OK, here's where it gets good. Once I'm totally sure everyone's gone, then I picture myself lowering the mattress and sleeping on it. Which is what anyone would do, of course. My big difference is I do not make any movement in the store, unless it be very minimal and then done only by crawling, shimmying along on my belly, or just up on my hands and knees. This keeps down shadows in case any traffic is near the door or windows.
You figure they have a bathroom. So I go crawling along the floor till I get to it. At this point, most bathrooms don't have windows so I might feel comfortable enough to stand. But I do not turn on the light. That might be disastrous. Then I crawl back to the mattress.
At this point I really have to rely on my ability to wake up on time, because if I'm still there when the manager unlocks, like Goldilocks in the well-known story, he will catch me. Once I wake up, I assume there's an alarm on the doors. So I can't just leave. Instead, I have to prop up the mattress and stand there till the place opens, PLUS 15 minutes.
Voila, a decent night's sleep!
Have you ever stayed in a roomful of other guys? Like a youth hostel, something like that. I remember one time sleeping in a room of guys. The snoring and farting were unbearable, and that was just me.
Monday, December 2, 2013
Here's a picture that packs a punch! Don't get too close or you might find out how literally true that is! Struttin', clickin' my fingers, an occasional thrust for good luck. The only thing I'm lacking is a stripper pole. And, dammit, I saw one at a garage sale just three weeks ago! But how does a 60-year-old man carry a stripper pole up to the lady with the cash box and buy it? It'd be like, "This guy's a pervert."
That's her opinion, obviously, since I already know how normal I am. It's exhausting to be so normal, but I don't mind it, since I get eight hours of sleep almost every night. Then the next day I'm back up, looking for new opportunities to express my normalcy. Which occasionally do include attaching huge leaves to my pants and taking pictures for the anonymous internet trade.
But there is an upside, no pun intended. As here, it gives me a little something to share with the lady readers of my blog. And a few of the guys I know. This is the kind of erotica I like, the best kind, leaving lots to the imagination. A handsome man covered only with his shirt and jeans and a well-positioned fig leaf.
I personally think modesty is very sexy. (I hope that's not "too much information.") It's better, in my opinion, if someone is modest, better, say, than just letting it all hang out. And in my case, to be wearing underwear in addition to blue jeans and a fig leaf ... what could be more modest than that?

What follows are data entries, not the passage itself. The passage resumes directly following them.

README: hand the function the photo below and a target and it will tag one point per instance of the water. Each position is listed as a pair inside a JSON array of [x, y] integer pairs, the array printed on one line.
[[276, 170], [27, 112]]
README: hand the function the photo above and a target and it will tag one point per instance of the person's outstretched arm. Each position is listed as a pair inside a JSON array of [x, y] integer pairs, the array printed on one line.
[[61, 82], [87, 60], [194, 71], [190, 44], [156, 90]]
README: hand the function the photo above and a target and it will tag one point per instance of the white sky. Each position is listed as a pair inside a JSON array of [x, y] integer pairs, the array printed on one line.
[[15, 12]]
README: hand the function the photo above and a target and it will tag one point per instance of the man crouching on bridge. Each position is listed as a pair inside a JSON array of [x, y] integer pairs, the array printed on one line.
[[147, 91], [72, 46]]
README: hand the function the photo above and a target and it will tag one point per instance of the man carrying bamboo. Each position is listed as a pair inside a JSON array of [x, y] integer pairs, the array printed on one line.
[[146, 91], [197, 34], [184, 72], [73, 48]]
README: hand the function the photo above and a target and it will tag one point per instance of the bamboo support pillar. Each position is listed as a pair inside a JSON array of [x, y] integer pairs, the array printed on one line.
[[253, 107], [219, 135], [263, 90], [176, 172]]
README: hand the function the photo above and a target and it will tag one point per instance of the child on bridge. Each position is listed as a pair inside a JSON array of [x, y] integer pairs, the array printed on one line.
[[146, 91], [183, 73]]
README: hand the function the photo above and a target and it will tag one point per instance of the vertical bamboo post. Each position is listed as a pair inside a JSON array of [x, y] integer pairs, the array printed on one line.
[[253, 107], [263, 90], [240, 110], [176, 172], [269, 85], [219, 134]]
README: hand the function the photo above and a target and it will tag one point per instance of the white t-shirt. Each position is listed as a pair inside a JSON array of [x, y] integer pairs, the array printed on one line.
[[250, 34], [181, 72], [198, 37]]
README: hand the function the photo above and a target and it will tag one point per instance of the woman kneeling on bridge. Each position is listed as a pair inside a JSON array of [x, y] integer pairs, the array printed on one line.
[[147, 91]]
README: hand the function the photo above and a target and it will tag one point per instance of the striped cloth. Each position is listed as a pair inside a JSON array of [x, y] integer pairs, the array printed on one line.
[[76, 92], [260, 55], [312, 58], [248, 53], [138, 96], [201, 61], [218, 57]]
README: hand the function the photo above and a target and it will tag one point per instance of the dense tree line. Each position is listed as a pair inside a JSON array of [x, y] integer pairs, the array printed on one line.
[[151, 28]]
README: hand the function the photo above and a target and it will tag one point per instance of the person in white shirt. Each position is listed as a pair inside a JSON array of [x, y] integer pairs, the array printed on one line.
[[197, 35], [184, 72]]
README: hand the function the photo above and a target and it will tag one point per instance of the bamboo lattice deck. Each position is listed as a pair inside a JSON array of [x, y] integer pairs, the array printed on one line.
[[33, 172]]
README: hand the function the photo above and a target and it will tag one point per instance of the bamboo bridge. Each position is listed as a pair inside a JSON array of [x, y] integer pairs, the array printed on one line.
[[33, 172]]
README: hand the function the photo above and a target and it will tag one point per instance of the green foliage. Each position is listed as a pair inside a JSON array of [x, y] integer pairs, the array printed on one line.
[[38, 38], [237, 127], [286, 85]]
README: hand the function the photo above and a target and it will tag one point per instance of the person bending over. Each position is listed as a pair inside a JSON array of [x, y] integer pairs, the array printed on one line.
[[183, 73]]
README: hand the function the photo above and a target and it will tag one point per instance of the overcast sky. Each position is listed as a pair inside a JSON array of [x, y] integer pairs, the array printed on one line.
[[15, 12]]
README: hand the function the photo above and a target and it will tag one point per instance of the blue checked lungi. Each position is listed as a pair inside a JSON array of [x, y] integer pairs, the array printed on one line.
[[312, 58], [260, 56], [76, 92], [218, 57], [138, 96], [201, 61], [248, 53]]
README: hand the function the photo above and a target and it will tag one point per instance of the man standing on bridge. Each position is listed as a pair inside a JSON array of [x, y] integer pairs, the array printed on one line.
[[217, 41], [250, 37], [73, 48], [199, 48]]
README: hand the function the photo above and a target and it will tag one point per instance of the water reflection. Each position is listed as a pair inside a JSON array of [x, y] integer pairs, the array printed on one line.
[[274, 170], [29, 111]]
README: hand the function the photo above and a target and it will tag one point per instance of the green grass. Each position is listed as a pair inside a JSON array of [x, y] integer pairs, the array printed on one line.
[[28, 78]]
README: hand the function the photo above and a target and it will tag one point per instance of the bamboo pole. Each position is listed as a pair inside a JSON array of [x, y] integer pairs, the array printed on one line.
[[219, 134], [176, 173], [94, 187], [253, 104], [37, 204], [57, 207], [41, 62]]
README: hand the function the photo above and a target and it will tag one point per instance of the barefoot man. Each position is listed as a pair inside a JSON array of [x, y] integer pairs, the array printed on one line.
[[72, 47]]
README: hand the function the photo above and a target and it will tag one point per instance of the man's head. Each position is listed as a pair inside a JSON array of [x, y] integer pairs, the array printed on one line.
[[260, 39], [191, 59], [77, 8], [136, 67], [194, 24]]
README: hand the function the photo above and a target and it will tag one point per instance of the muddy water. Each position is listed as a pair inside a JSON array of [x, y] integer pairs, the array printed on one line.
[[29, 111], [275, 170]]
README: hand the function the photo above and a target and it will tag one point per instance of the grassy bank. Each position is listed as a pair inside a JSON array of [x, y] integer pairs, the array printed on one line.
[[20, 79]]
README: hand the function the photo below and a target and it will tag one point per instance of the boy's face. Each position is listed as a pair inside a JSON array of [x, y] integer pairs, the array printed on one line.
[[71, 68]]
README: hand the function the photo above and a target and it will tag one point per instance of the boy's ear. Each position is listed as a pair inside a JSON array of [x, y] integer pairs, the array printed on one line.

That's one of the biggest thing I remember from church when I was a kid. How Adam and Eve each had fig leaves over the pertinent stuff. Adam with one big leaf, Eve with three. At first they didn't know they were naked, then when their eyes were opened it occurred to them. That's pretty damned modest.
Maybe what I need to do is parley the anonymous internet trade spoken up above into a money-making enterprise. Get subscribers to see my latest leaf. Video it and make my thrusting somewhat more interesting. Different colors of pants. Spandex or my jogging suit that I use for pajamas. Anything for a buck, as long as it adheres to my modesty and normalcy, of course.